表紙はリネンカラーのオフワイトで指先に馴染むペーパ―で、真四角の写真が貼り付けてある。
写真は、オートミール、レーズン、ドライカシス、ドライラズベリー、スライスアーモンド、ヘーゼルナッツなどが、彩りよく散りばめられたミューズリー。
「香ばしそう」
私は受け取ると目次に目を通した。
『millefeuille』
CONTENTS
特集 ハプニング・モーニング
一皿の窓 エッグベネディクトの夜明け
shop紹介 砂糖菓子の店 ツキ・ホシ・アメ
exhibition ワークショップ シリアルA・B・C
プレゼント カフェ ハーバルスター モーニングサービスチケット
「ハプニング・モーニングは、日本語風にそのまま訳すると思いがけない出来事・朝だけど、この記事によると、その日の朝になって思いがけなくメニューに載る朝食ってことかな」
私は、特集記事に目を通しながらつぶやいた。
「はい、朝からびっくりプレゼント」
「はい、朝からおなかもびっくりです」
フェザリオンとティアリオンの声は楽しそうだ。
びっくりさせるのも、びっくりするのも、楽しいには違いない。
でも、朝からだと、あんまり刺激が強すぎるものはよくないかな。
眠気は覚めるかも、だけど。
そう思いながらページをめくると、そこには、びっくりというよりは穏やかな佇まいのテーブルセッティングが現れた。

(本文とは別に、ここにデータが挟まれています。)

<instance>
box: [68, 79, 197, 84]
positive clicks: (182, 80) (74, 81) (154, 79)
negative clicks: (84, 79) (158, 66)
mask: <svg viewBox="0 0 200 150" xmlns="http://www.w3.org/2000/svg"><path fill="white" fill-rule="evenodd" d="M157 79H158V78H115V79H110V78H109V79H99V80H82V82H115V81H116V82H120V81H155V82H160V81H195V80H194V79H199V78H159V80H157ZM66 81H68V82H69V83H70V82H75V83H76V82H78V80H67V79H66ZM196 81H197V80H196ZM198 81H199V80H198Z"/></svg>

ぽってりとした白い器に、白いお粥、白髪ねぎ、薄くそいだ蒸し鶏の白、松の実、彩りは黄金色の生姜の千切り。
白い小鉢にはポーチドエッグ、辣油の赤が一滴、そして、すりごまの白。
ガラスの小鉢には皮をむいたマスカットが、みずみずしく光る。
テーブルマットはリネンの白で、縁にリネンヤーンで星が散りばめられている。
水泡の入ったガラスの一輪挿しには、コリアンダーの白い花。
「気持ちよさそうな朝ごはん。なんだか、食べずにずっと眺めていたくなるかも」
「こちら、とっておきになります」
「こちら、とっておきになります」
二人の声のハーモニーが、そのまま辺りの空気を、朝の光に満ちたものに変えていく。